Nunca supo si fue cuando los bárbaros tiraron piedras desde lo alto de su balcón, cuando descubrió restos de comidas en proceso de putrefacción escondidos por distintos lugares, o por las visitas impropias que recibían a sus espaldas y que tanto disgustaban a sus futuros vecinos. Quizá fue algo de eso, o el día que vio como quemaban sus pisos al calentar agua para las infusiones, o tal vez fue por el atroz despilfarro que hacían de sus bienes. Ya no importaba qué. Algo de todo eso la había empujado y lanzado por fuera de sus propios límites.

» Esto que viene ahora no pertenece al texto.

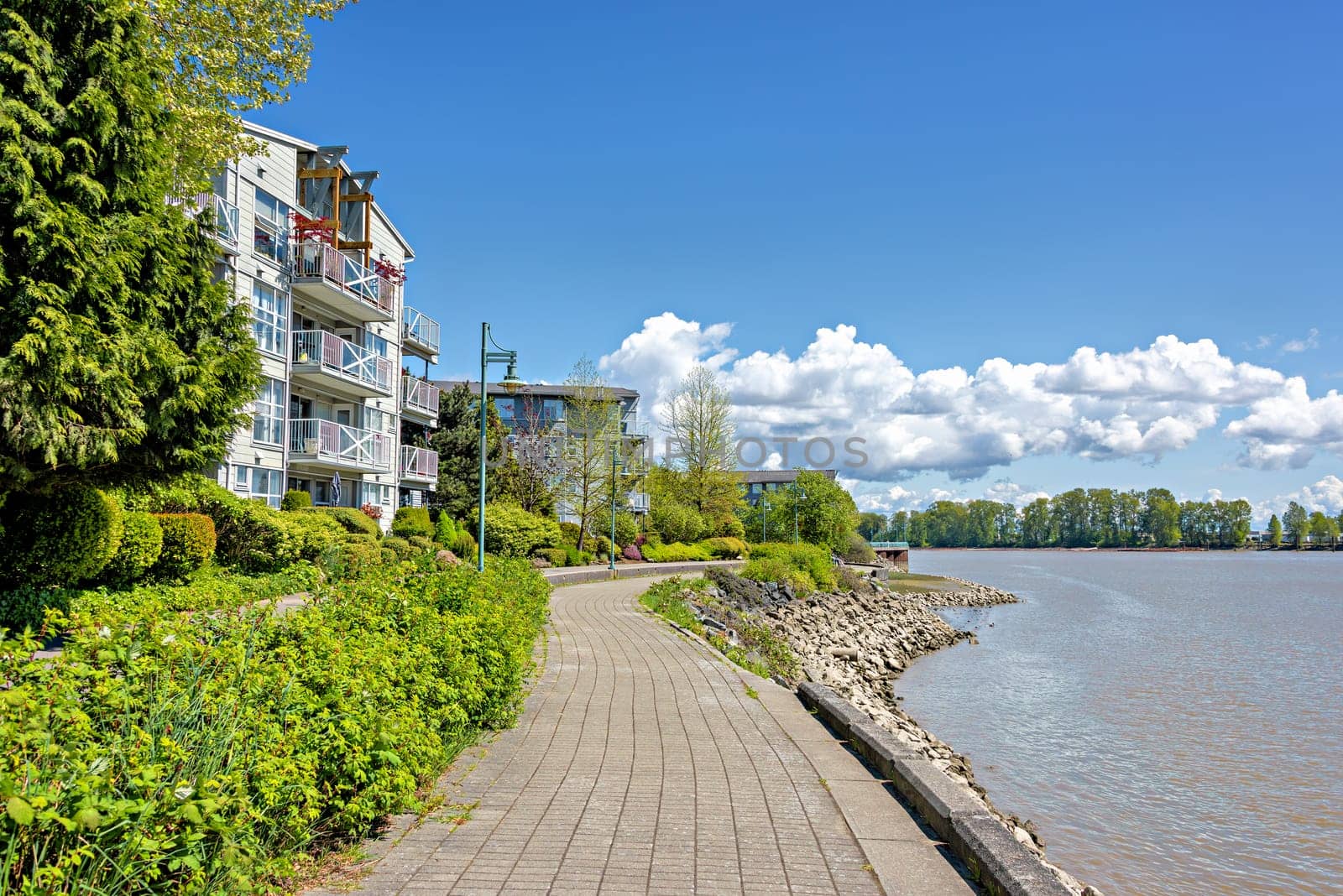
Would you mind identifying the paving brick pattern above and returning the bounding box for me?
[334,580,881,894]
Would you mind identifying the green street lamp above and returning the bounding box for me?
[475,323,525,573]
[792,479,807,544]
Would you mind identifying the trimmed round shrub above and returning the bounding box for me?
[102,510,164,582]
[380,535,415,560]
[0,486,123,586]
[392,507,434,538]
[153,513,215,578]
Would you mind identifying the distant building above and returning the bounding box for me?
[435,379,649,522]
[741,470,839,507]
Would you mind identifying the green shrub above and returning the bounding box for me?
[485,503,560,557]
[392,507,434,538]
[153,513,215,578]
[0,560,548,893]
[434,510,458,547]
[698,537,748,560]
[615,513,640,544]
[0,486,123,586]
[532,547,568,566]
[102,510,164,582]
[649,499,708,544]
[643,542,712,563]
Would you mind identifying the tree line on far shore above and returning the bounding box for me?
[858,488,1343,549]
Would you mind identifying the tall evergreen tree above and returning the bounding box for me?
[0,0,258,495]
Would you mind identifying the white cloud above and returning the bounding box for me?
[1283,327,1320,352]
[602,313,1326,483]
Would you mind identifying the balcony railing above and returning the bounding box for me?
[401,445,438,480]
[401,305,439,354]
[294,242,396,314]
[401,377,439,419]
[289,419,392,471]
[294,330,392,394]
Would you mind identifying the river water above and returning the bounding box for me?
[896,550,1343,896]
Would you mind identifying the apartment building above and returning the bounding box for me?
[190,118,439,527]
[436,379,649,522]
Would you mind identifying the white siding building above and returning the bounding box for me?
[195,118,439,527]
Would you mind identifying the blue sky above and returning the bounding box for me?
[251,0,1343,520]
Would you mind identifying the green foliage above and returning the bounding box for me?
[392,507,434,538]
[0,560,549,894]
[102,510,164,582]
[649,499,708,544]
[741,542,837,591]
[153,513,215,578]
[642,542,712,563]
[698,537,750,560]
[0,0,259,493]
[0,484,123,587]
[485,504,560,557]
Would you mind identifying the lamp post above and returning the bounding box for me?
[792,479,807,544]
[475,323,522,573]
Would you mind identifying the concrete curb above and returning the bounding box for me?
[797,681,1072,896]
[541,560,745,586]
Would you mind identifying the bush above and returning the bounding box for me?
[485,503,562,557]
[649,499,707,544]
[532,547,568,566]
[102,510,164,583]
[643,542,710,563]
[153,513,215,578]
[0,562,548,893]
[392,507,434,538]
[700,537,748,560]
[615,513,640,544]
[713,517,747,538]
[741,542,837,591]
[0,486,123,586]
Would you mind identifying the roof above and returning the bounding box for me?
[741,470,839,486]
[243,119,415,263]
[434,379,640,399]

Se aferró con furia a los papeles que decían que eso era suyo sin medir consecuencias. Ya no reconoció lo impropio de sus nuevas palabras, que no velaban en lo más mínimo el desagrado que sentía. Antes de la obra le hubieran sonado extranjeras a sus oídos. Posiblemente nunca las habría pronunciado, no obstante parecía comprender la esencia y articulación de esos ruidos a la perfección. Como un don revelado de una vez y con un efecto retroactivo al origen de su entendimiento, renacía sensible a lo que consideraba más sórdido y avanzaba sin compañía ni el menor titubeo.
Aquello tomó un carácter sagrado para ella y haciéndose mártir de su causa, acometió en dirección contraria sobre los que ahora eran sus enemigos.
Sola, pero con la fuerza de diez bestias, centro su vida en la reconstrucción de esa casa (y en tejer fantasías asesinas).

Enceguecida por el odio fue una más de esa especie despreciable.